Do keep in mind that the program will not actually end (the interpreter will not exit) until all threads have been completed. Depending on the latency of this long network call to the run time of the rest of your program (in the event you don't wait), it might appear that the program reaches its end but doesn't actually exit until the network call wraps up.
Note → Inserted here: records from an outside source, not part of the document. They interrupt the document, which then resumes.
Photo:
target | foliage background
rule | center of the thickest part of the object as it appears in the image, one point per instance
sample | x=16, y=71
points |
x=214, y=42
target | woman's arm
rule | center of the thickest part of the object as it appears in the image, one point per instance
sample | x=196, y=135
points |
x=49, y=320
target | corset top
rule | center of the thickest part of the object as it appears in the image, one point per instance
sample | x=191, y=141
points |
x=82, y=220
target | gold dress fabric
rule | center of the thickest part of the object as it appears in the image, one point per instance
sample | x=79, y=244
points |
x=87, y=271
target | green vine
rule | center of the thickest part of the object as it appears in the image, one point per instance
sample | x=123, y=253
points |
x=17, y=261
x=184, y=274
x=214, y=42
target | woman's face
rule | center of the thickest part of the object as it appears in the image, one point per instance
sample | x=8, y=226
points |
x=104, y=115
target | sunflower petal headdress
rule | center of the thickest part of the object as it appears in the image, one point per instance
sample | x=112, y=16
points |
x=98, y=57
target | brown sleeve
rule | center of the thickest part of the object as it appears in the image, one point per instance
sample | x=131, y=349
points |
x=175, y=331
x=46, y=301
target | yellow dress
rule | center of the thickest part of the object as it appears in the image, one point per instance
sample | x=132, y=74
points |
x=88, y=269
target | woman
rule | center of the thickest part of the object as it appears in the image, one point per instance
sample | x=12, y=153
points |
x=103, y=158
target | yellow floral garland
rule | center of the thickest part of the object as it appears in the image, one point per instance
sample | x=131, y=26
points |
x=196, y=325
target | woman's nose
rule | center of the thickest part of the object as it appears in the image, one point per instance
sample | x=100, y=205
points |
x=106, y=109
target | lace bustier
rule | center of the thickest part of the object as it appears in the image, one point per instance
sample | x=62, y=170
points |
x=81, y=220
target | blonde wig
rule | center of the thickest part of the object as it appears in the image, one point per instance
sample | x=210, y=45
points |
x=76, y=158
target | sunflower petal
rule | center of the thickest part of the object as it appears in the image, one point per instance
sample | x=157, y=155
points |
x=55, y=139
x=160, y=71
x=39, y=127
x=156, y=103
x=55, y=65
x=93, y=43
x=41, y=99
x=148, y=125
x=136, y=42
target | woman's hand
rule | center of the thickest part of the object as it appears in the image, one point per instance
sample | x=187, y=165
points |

Consider this silly example:
# Python 2.7
import threading
import time
import logging
def wasteTime(sec):
logging.info('Thread to waste %d seconds started' % sec)
time.sleep(sec)
logging.info('Thread to waste %d seconds ended' % sec)
if __name__ == '__main__':
logging.basicConfig(format='%(asctime)s %(message)s', level=logging.INFO)
t1 = threading.Thread(target=wasteTime, args=(2,))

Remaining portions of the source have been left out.